[Advice] Dealing with an immense URl structure full of canonicals with Budget & Time constraint
-
Good day to you Mozers,
I have a website that sells a certain product online and, once bought, is specifically delivered to a point of sale where the client's car gets serviced.
This website has a shop, products and informational pages that are duplicated by the number of physical PoS. The organizational decision was that every PoS were supposed to have their own little site that could be managed and modified.
Examples are:
- Every PoS could have a different price on their product
- Some of them have services available and some may have fewer, but the content on these service page doesn't change.
I get over a million URls that are, supposedly, all treated with canonical tags to their respective main page. The reason I use "supposedly" is because verifying the logic they used behind canonicals is proving to be a headache, but I know and I've seen a lot of these pages using the tag.
i.e:
- https:mysite.com/shop/ <-- https:mysite.com/pointofsale-b/shop
- https:mysite.com/shop/productA <-- https:mysite.com/pointofsale-b/shop/productA
The problem is that I have over a million URl that are crawled, when really I may have less than a tenth of them that have organic trafic potential.
Question is:
For products, I know I should tell them to put the URl as close to the root as possible and dynamically change the price according to the PoS the end-user chooses. Or even redirect all shops to the main one and only use that one.I need a short term solution to test/show if it is worth investing in development and correct all these useless duplicate pages. Should I use Robots.txt and block off parts of the site I do not want Google to waste his time on?

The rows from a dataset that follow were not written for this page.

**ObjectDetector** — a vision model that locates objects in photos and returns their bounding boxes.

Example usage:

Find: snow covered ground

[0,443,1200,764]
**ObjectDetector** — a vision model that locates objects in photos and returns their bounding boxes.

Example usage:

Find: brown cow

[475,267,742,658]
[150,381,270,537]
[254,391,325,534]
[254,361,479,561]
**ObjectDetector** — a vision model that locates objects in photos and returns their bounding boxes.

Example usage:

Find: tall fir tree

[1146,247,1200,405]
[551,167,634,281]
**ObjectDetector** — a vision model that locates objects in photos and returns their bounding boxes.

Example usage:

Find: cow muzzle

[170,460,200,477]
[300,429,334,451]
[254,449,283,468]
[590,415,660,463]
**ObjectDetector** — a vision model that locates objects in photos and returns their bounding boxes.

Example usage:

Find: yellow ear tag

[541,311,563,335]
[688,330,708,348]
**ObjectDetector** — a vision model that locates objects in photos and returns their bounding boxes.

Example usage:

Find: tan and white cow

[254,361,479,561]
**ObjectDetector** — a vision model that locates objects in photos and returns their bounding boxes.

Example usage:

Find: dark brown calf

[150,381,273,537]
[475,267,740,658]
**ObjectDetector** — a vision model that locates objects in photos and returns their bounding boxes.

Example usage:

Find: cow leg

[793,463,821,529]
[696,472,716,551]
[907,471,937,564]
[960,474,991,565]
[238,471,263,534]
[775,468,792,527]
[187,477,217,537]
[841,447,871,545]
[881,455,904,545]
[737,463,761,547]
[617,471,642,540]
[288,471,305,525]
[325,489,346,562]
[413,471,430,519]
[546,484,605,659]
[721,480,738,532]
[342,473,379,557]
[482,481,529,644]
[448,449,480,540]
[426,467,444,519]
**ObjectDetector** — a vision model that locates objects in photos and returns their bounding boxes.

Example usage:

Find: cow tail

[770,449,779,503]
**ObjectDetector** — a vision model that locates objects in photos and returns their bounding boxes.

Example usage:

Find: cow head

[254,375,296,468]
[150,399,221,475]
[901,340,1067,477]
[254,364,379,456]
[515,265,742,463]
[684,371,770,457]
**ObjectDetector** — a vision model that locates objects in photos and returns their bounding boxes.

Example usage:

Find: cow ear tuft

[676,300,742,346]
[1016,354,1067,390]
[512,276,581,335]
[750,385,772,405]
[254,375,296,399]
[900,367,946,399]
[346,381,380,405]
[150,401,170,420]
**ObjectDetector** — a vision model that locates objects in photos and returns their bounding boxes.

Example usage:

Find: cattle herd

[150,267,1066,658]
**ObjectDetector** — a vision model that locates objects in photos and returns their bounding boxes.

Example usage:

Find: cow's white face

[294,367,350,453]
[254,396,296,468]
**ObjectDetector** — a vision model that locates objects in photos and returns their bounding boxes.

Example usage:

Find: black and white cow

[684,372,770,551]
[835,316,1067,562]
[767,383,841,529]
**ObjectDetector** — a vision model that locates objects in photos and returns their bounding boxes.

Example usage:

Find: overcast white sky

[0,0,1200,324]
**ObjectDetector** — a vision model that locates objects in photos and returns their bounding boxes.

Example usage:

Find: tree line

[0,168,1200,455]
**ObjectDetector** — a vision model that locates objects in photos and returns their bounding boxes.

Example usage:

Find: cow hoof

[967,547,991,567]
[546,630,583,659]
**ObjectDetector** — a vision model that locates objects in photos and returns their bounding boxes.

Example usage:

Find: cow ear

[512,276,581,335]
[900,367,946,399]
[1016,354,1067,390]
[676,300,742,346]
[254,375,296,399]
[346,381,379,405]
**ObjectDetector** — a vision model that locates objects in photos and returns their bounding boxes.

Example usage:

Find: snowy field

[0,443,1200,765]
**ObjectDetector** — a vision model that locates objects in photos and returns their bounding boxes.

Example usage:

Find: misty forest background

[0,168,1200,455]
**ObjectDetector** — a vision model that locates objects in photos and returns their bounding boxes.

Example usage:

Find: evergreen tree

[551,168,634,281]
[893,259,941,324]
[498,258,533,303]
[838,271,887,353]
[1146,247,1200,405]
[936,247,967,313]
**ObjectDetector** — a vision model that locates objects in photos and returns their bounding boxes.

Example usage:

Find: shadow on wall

I am worried about: Indexation, Accessibility and crawl budget being wasted.
Thank you in advance,
-
Hey Chris!
Thanks a lot for your time. I did send you a PM the day after your original post, I will send you another :).
Thanks a lot for your additionnal advice. You're right about managing client's expectations and its crucial. You're pointing out some valid points and I will have to ponder about how I approach this whole situation.
Charles,
-
Hey Charles,
No problem, I've been out of the office most of the past week so I'm trying to catch up on a few of these now, sorry! I don't recall seeing any PMs either.
I feel weird to recommend shaving 3/4 of their site on which they put a lot of money in.
That's perfectly normal and I'd have the same reservations. If you do decide to go ahead with it though (and I'm absolutely not looking to push you into a decision either way, just providing the info) you can highlight the fact that paying a lot of money for a website doesn't make it inherently good. If those extra pages are providing no unique value then they're just a hindrance to their long-term goal of earning a return from that site via organic traffic.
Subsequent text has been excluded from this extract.